Por Karen Alfaro y Angelo Salinas

Entre marzo y agosto de este año, diez artistas provenientes de Brasil, Chile, Colombia, Argentina, Paraguay y El Salvador llegaron a la región de Antofagasta para desarrollar proyectos de investigación que fusionan las artes con diversas disciplinas del conocimiento, como parte del programa de residencias 2024 organizado por la Bienal de Arte Contemporáneo SACO.

Durante su estadía de un mes en el Instituto Superior Latinoamericano de Arte (ISLA), sede de SACO en la ciudad de Antofagasta, los participantes realizaron un extenso trabajo de campo, explorando la riqueza del paisaje y la cultura de la región bajo la guía de expertos locales vinculados a las áreas de investigación de la residencia: Migración; Geología; Antropología y Arqueología; Microbiología; y Astronomía.

Intervención de Belén Rodríguez, Antofagasta, Chile, 2024. Cortesía de la artista

Belén Rodríguez, Calvario in-visible, intervención site-specific con tubos de PVC, Antofagasta, 2024. Cortesía de la artista

Barrio Transitorio La Chimba, Antofagasta, Chile, 2024. Foto: Belén Rodríguez
Barrio Transitorio La Chimba, Antofagasta, Chile, 2024. Foto: Belén Rodríguez

MIGRACIÓN

Las artistas Belén Rodríguez (Paraguay) y Salomé Restrepo (Colombia), seleccionadas para realizar la residencia enfocada en la Migración durante marzo, participaron en reuniones con expertos e instituciones que trabajan con las comunidades migrantes, como la Organización Internacional para las Migraciones (OIM) y el Instituto Nacional de Derechos Humanos (INDH), que les ayudaron a definir y orientar sus investigaciones.

Además, visitaron el macro campamento Los Arenales, donde dialogaron con sus dirigentes, Jessica Marín y Elizabeth Andrade, esta última galardonada con el Premio Nacional de Derechos Humanos en 2022. Durante su recorrido, las artistas conocieron de primera mano las problemáticas que enfrentan las comunidades migrantes y los logros alcanzados por la Corporación Rompiendo Barreras en su lucha por el bienestar de sus habitantes.

Belén desarrolló el proyecto Violencia de género en el contexto migratorio de la frontera norte de Chile, que culminó en la performance Calvario in-visible. En esta acción, la artista utilizó tubos de PVC pintados de rojo para construir una estructura desarmable que simbolizaba un hogar en constante transformación. Con «la casa a cuestas», recorrió la ciudad de Antofagasta de sur a norte, ensamblándola en diferentes puntos hasta finalmente instalarla en un asentamiento informal recientemente desalojado.

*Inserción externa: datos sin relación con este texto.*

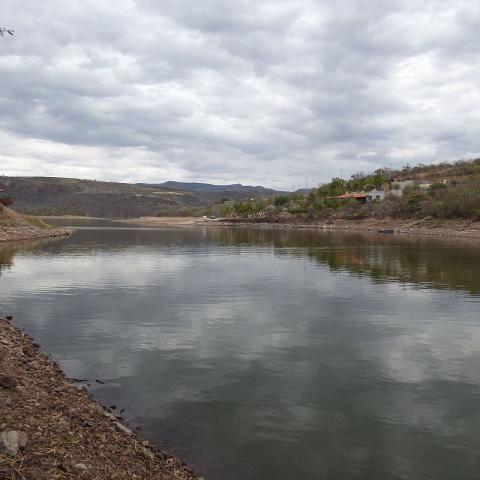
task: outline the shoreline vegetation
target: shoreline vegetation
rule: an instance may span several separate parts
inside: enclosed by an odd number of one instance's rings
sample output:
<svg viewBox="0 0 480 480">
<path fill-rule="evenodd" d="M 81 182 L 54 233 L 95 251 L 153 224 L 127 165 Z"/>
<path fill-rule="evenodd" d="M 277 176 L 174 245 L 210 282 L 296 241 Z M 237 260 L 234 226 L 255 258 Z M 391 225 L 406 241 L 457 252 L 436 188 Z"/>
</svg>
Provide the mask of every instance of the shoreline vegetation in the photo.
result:
<svg viewBox="0 0 480 480">
<path fill-rule="evenodd" d="M 480 237 L 480 158 L 358 172 L 294 193 L 213 204 L 203 218 L 145 217 L 149 226 L 311 228 Z"/>
<path fill-rule="evenodd" d="M 200 480 L 142 441 L 0 316 L 0 478 Z"/>
<path fill-rule="evenodd" d="M 212 205 L 207 216 L 227 218 L 229 223 L 317 224 L 355 230 L 373 230 L 378 224 L 382 227 L 377 230 L 401 233 L 476 235 L 480 158 L 357 172 L 350 179 L 333 178 L 310 190 L 261 200 L 224 199 Z"/>
</svg>

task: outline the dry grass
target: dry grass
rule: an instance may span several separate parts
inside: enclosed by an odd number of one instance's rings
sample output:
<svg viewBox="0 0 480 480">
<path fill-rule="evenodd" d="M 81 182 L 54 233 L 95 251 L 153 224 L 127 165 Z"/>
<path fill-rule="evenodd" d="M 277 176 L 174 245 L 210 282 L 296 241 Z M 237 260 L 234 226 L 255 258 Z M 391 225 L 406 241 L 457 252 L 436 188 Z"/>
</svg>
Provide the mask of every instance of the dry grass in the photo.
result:
<svg viewBox="0 0 480 480">
<path fill-rule="evenodd" d="M 0 226 L 3 227 L 17 227 L 17 226 L 32 226 L 35 228 L 51 228 L 41 218 L 32 215 L 23 215 L 14 212 L 10 208 L 0 205 Z"/>
</svg>

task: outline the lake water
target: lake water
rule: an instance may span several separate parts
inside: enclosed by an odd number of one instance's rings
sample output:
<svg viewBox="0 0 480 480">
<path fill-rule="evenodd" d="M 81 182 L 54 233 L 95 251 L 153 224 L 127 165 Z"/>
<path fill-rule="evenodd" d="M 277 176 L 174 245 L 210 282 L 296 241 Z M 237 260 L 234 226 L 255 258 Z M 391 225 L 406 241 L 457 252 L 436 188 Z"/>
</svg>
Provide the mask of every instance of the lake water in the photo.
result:
<svg viewBox="0 0 480 480">
<path fill-rule="evenodd" d="M 207 479 L 480 477 L 478 244 L 80 223 L 0 310 Z"/>
</svg>

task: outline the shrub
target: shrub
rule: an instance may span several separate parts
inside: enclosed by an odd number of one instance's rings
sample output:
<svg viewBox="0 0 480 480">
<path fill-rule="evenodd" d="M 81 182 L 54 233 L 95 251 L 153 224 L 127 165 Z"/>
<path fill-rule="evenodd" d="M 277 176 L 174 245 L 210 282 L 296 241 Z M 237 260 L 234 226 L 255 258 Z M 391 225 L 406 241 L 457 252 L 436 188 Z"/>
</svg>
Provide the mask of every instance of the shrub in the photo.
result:
<svg viewBox="0 0 480 480">
<path fill-rule="evenodd" d="M 288 202 L 290 202 L 290 197 L 288 195 L 277 195 L 273 201 L 276 207 L 283 207 Z"/>
</svg>

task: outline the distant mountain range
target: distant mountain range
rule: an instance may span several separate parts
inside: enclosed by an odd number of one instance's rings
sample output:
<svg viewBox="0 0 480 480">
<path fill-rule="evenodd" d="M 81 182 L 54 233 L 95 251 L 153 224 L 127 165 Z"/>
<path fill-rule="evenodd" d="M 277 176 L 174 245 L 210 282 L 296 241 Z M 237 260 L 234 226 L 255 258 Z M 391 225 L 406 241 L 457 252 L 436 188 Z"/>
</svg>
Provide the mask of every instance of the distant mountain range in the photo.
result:
<svg viewBox="0 0 480 480">
<path fill-rule="evenodd" d="M 12 208 L 37 215 L 86 215 L 132 218 L 154 215 L 202 215 L 226 198 L 244 201 L 280 193 L 264 187 L 164 182 L 130 184 L 58 177 L 0 176 L 0 188 Z"/>
<path fill-rule="evenodd" d="M 151 188 L 169 188 L 172 190 L 183 190 L 188 192 L 209 192 L 209 193 L 225 193 L 225 192 L 241 192 L 241 193 L 260 193 L 263 195 L 277 195 L 281 192 L 273 190 L 271 188 L 265 188 L 261 186 L 242 185 L 241 183 L 234 183 L 231 185 L 213 185 L 211 183 L 198 183 L 198 182 L 174 182 L 168 181 L 163 183 L 139 183 L 144 187 Z"/>
</svg>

Para Belén, esta experiencia le permitió explorar nuevas dimensiones en su práctica artística: “Nunca había trabajado desde una perspectiva migratoria. Esta residencia me llevó a empaparme de los espacios, las historias y los intercambios con mujeres migrantes”. La artista destacó la riqueza de cada relato, así como la valentía y resiliencia de estas mujeres frente a las distintas formas de violencia de género que enfrentan durante su travesía migratoria.

Salomé Restrepo, Des-habitar, performance originado en La Chimba, Antofagasta, Chile, 2024. Cortesía: SACO
Salomé Restrepo, Des-habitar, performance originado en La Chimba, Antofagasta, Chile, 2024. Cortesía de la artista

Por su parte, Salomé desarrolló el proyecto Des-habitar, que entrelaza migración, multiculturalidad, la acción de caminar, la materia prima y las nuevas fronteras. Su investigación derivó en una intervención performática en la que caminó por la ciudad recolectando objetos, especialmente juguetes, dejados por familias desalojadas. Luego, regresó a los sitios donde los había encontrado para reflexionar sobre la difícil tarea de encontrar un espacio como migrante.

“La performance comenzó desde mi segunda semana en Antofagasta, cuando, junto a Belén, recorrimos La Chimba durante horas. En una montaña cercana me llamaron la atención unas tomas que habían sido desalojadas con retroexcavadoras, y encontré lo que parecía una instalación natural: tres llantas y una cama. Esa imagen fue el punto de partida para mi proceso”, explicó Salomé. La acción final tuvo lugar el Viernes Santo, en la que la artista caminó más de 14 horas vestida de blanco y cargando una tabla con objetos colgando sobre su hombro, evocando el Vía Crucis bíblico. “Quería expresar, a través de mi cuerpo, lo que significa migrar y cargar con el peso de las pertenencias”, añadió.

Salomé describió el recorrido por el macro campamento Los Arenales como «un viaje visual por América Latina». Para ella, cada calle, nombrada con el nombre de una flor, y los carteles que señalaban el lugar como un espacio de encuentro y pertenencia, creaban una sensación de comunidad, «una pequeña ciudad dentro de la ciudad, un oasis en medio del desierto».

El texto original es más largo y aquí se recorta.